4.4 Pathlib for Paths¶

from pathlib import Path, PurePath

# Glob and read
def read_csvs(dir_path: str) -> Iterator[str]:
    path = Path(dir_path)
    for csv in path.glob('*.csv'):
        yield csv.read_text()

# PurePath for no-IO
def pure_normalize(p: str) -> str:
    return str(PurePath(p))

4.5 Integration in RAG¶

Refactor RAG cleaning to stdlib FP.

# RAG with stdlib
def rag_stdlib_clean(docs: Iterator[RawDoc]) -> Iterator[CleanDoc]:
    return map(partial(clean_doc, cfg=CleanCfg()), docs)

4.5 Before/After Refactor¶

# Before: Custom merge
def custom_merge(a, b): return list(a) + list(b)
# After: Stdlib
def std_merge(a, b): return chain(a, b)

5. Property-Based Proofs (repo tests)¶

Runnable properties live in tests/unit/interop/test_stdlib_fp.py and tests/unit/rag/test_stdlib_fp.py.

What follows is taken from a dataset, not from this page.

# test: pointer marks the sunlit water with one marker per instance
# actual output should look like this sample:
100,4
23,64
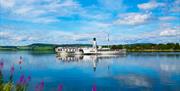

from hypothesis import given, strategies as st
from hypothesis import assume
import operator
from functools import reduce

@given(st.lists(st.integers()), st.lists(st.integers()))
def test_chain_equiv(a, b):
    assert list(chain(a, b)) == a + b

@given(st.integers(1, 10))
def test_partial_equiv(n):
    add_n = partial(operator.add, n)
    assert add_n(5) == n + 5

@given(st.lists(st.integers(), min_size=3))
def test_reduce_associativity(xs):
    assume(len(xs) >= 3)
    a, b, c = xs[:3]
    assert operator.add(operator.add(a, b), c) == operator.add(a, operator.add(b, c))
    assert reduce(operator.add, xs) == sum(xs)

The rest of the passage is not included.